一种分布式环境下虚拟机异常恢复方法,所述方法包括:在虚拟机驻留于其上的每个物理机上运行独立的计算组件,并且所述计算组件周期性地向状态数据库报告相应的物理机的当前运行状态(A1);高可用控制器周期性地轮询所述状态数据库以检查在所述高可用控制器的控制下的物理机集群中的所有物理机的运行状态(A2);如果所述物理机集群中仅一台物理机的运行状态异常,则执行后续的异常处理操作以确保该运行状态异常的物理机上的虚拟机继续正常运行(A3)。该分布式环境下虚拟机异常恢复方法能够准确地判断和高效地处理分布式环境下的物理机故障。

Description

分布式环境下虚拟机异常恢复方法 技术领域
本发明涉及虚拟机异常恢复方法,更具体地,涉及分布式环境下虚拟机异常恢复方法。
背景技术
目前,随着计算机和网络应用的日益广泛以及不同领域的业务种类的日益丰富,分布式环境下的虚拟机(虚拟机是指通过软件模拟的方式运行于物理机上面、具有完整硬件系统功能的、运行在一个完全隔离环境中的计算机系统)高可用技术(即在物理机A出现宕机等问题后,运行在物理机A上的虚拟机在不需要人工参与的情况下就能够在物理机B上启动起来以确保虚拟机的持续运转的技术)变得越来越重要。

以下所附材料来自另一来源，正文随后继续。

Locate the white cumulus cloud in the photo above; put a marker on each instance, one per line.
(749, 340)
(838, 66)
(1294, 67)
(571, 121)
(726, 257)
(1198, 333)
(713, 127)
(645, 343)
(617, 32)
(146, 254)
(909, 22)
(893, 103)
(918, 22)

在现有的技术方案中,通常以下列方式实现分布式环境下的虚拟机高可用性:将由多个物理机组成的逻辑集群定义为一个高可用单元,由此,此逻辑集群中的任意物理机出现宕机或问题时,运行在该物理机上的全部虚拟机都会在同一逻辑集群中其他物理机上启动起来,此外,控制节点以心跳方式或定期ping物理机的方式检测物理机的状态,即当控制节点不能探测到某台物理机后就认为这台物理机出现了问题。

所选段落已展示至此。